6. Weldon’s plan to hire a chief quality executive rankled staffers, given the 2007 elimination of J&J’s corporate compliance group, which rode herd on quality.
7. Weldon gave two drastically different messages to Fortune, “We hope we never experience this again.” “Quality remains our #1 focus.”
It's clear William Weldon's focus has not been quality. Weldon's mark is a never ending cycle of been doing more with less, interspersed with stretch goals. William Weldon isn't alone.
Four years before the Texas City refinery explosion, BP issued a stretch goal. "Reduce business unit cash cost for the year 2001 by at least 25 percent from the year 1998 levels."BP CEO Lord John Browne oversaw that decree with deadly consequences. Browne is doing the same for the British government, cutting the budget by 25%. Stretch goals can break production processes, as William Weldon knows. Browne and Weldon are in good company. It's a club, one producing a record "wealth gap" along with "buyer beware."
Members of San Angelo's Sunrise Rotary Club will recognize much of this information. They heard Dr. Deming's management theory, something badly needed in today's world. It seems quality has no meaning anymore.
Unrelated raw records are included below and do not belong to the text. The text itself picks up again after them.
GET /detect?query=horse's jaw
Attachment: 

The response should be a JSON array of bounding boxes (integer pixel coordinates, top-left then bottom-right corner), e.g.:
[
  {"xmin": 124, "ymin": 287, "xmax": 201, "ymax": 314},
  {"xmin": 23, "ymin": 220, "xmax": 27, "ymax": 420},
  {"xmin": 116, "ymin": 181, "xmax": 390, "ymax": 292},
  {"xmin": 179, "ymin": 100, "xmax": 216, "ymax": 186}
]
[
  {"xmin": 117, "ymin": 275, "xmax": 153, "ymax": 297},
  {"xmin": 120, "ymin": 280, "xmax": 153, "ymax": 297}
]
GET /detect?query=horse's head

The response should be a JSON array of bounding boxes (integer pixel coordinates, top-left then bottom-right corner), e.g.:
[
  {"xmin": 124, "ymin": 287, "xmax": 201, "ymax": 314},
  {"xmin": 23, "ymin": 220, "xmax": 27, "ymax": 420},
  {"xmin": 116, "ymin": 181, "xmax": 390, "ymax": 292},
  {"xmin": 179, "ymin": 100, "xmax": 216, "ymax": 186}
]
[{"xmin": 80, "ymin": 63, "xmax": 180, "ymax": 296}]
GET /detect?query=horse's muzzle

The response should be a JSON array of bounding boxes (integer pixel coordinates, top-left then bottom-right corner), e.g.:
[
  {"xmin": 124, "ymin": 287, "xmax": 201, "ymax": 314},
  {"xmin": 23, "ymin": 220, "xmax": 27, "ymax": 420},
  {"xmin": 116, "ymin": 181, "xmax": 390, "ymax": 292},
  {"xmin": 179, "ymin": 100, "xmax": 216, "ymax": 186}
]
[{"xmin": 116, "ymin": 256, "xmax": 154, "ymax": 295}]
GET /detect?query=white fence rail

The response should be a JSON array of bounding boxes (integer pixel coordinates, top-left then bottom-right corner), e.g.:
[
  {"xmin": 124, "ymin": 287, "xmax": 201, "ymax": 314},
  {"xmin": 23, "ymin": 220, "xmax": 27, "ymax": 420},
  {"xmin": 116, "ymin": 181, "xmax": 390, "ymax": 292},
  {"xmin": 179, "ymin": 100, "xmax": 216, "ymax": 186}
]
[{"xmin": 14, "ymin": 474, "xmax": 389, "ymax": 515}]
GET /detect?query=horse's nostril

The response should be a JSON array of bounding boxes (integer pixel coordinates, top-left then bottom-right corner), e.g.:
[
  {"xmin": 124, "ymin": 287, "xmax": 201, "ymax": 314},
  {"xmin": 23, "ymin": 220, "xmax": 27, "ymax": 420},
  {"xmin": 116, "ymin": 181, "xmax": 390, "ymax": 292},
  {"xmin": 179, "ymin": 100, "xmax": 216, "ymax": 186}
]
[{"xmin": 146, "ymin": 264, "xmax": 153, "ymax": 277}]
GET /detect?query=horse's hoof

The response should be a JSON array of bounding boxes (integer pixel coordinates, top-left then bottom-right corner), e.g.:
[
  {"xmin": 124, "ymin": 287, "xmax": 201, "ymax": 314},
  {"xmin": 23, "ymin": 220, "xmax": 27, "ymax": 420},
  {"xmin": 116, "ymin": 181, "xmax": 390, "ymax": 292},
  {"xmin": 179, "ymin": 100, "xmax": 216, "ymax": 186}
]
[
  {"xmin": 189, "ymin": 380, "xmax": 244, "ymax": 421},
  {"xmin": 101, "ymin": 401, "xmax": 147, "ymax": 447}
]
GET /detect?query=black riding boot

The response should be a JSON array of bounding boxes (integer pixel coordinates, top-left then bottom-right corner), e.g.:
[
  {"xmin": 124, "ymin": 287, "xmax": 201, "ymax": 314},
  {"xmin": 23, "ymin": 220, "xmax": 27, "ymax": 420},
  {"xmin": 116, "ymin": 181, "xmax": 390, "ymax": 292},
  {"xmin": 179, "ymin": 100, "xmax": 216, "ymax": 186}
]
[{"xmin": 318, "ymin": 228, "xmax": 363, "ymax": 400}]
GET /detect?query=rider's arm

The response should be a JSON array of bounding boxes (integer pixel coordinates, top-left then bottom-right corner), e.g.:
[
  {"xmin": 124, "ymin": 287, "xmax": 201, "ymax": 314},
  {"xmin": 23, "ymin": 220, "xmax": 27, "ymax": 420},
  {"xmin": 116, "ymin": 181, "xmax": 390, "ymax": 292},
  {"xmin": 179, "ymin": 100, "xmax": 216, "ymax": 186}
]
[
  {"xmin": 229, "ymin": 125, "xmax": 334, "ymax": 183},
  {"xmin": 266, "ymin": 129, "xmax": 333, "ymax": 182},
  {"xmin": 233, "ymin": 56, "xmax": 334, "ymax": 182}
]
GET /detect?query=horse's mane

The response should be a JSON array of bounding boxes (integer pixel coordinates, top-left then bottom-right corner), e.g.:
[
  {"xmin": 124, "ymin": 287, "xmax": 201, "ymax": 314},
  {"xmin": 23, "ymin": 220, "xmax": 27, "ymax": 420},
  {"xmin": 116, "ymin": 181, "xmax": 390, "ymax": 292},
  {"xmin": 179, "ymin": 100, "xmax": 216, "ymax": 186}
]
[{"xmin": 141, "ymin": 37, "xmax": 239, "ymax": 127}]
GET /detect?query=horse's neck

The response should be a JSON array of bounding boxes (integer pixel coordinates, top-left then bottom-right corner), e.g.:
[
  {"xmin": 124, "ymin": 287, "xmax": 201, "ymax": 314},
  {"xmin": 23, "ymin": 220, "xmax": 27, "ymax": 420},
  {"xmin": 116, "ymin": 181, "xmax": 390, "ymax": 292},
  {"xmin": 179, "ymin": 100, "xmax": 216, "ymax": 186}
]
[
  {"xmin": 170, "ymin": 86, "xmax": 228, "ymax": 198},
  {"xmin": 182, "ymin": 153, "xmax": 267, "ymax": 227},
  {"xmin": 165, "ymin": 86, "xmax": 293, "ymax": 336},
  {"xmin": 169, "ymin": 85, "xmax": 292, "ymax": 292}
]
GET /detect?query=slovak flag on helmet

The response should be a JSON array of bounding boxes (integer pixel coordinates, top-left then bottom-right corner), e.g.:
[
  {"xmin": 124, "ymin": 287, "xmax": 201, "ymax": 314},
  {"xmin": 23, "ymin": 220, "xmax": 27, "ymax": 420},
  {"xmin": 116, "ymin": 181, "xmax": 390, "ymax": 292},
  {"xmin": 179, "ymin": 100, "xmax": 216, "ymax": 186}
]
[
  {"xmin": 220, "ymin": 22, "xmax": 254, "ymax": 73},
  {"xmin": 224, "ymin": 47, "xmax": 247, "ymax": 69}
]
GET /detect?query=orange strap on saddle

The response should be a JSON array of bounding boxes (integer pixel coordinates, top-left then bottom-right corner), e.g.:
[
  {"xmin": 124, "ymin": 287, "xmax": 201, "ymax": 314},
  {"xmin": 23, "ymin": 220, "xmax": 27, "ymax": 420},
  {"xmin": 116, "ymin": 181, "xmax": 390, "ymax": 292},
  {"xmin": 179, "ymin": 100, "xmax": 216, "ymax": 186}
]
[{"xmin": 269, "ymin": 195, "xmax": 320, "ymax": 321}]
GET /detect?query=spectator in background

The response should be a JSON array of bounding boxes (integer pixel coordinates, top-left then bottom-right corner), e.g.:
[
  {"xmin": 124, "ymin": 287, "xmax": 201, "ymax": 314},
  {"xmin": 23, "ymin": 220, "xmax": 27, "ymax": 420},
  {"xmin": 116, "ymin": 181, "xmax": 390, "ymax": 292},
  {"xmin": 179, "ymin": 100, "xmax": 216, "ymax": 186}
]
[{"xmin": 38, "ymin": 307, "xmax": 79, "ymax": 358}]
Update 12-13-10: J & J recalled Mylanta, AlternaGEL, contact lenses and Rolaids. "Recall Bill" Weldon met with Tim Geithner. With 80% of drug or drug ingredients coming from China or India, did they discuss how medicine taking has turned into Asian Roulette?
Update 1-14-2011: Yet another Tylenol recall due to insufficient or undocumented equipment cleaning.
Update 4-9-11: J&J settled with the Justice Department for criminal wrongdoing for $70 million. The agreement resolves "improper payments by J&J subsidiaries to government officials in Greece, Poland and Romania in violation of the Foreign Corrupt Practices Act (FCPA) and kickbacks paid to the former government of Iraq under the United Nations Oil for Food Program."
Update 4-17-14: Heinz may be the next Tylenol or BP.